On the third evening, at dinner-the three being seated together-they noticed some movement beginning amongst those of the company who were seated near the companion-way. Several were seen to rise and hurry away. Quickly the excitement spread, the saloon was soon empty of most of its feasters.
"Keep your seats, fellows; it's only some chechacho got the toothache," said Hugh. Shouts were heard, with a trampling and rush of feet on the upper deck. "The only thing that could happen-outside of fire-would be to run ashore or hit an iceberg. We are hardly far enough north for the icebergs yet-besides, if we had hit one, or run ashore, we should know it. If we caught fire, it would not be far to the shore anywhere along this route; and it is always well not to get stampeded in any case."

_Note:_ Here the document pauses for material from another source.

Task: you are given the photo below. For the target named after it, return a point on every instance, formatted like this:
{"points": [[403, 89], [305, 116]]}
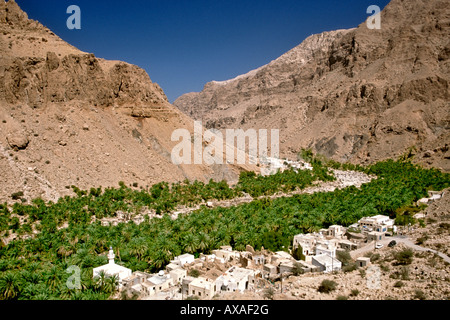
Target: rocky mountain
{"points": [[358, 95], [70, 118]]}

After dinner the friends entered the main saloon, and found groups of men talking excitedly, with others returning from the upper deck where the life-boats were stored. To the upper deck they went, and there they found Mr. Muggsley.
"I tell you, gentlemen, no officer or anybody else is going to keep me from the life-boats when a ship is sinking. I don't care for anybody! You stand by and let the officers and sailors run things-and they will fill the boats with women and their own friends-and look out for themselves. But I look out for John Muggsley! Big John Muggsley the boys call me! And it's a case like this that makes me glad I'm big and strong."
An excitable coal-heaver had found a stream of water entering by a sea-cock, which had been left open through carelessness; and, running up through the saloon to the boats, had started the excitement. Such trivial circumstances often cause most disastrous panics; and likewise tell tales of how certain men are made!
The ship eventually-after blinding snowstorms-entered Gastineau Channel. To the left was the great line of stamp mills pounding out the wealth of the mighty Treadwell quartz deposits on Douglas Island; to the right was the pioneer town of Juneau, with its gambling-halls and saloons enjoying the licence of the Alaska mining-camp.
The next stop for the ship was Skagway, where the sea journey would end on the morrow. The passengers were alert and astir. From then on it was to be a struggle.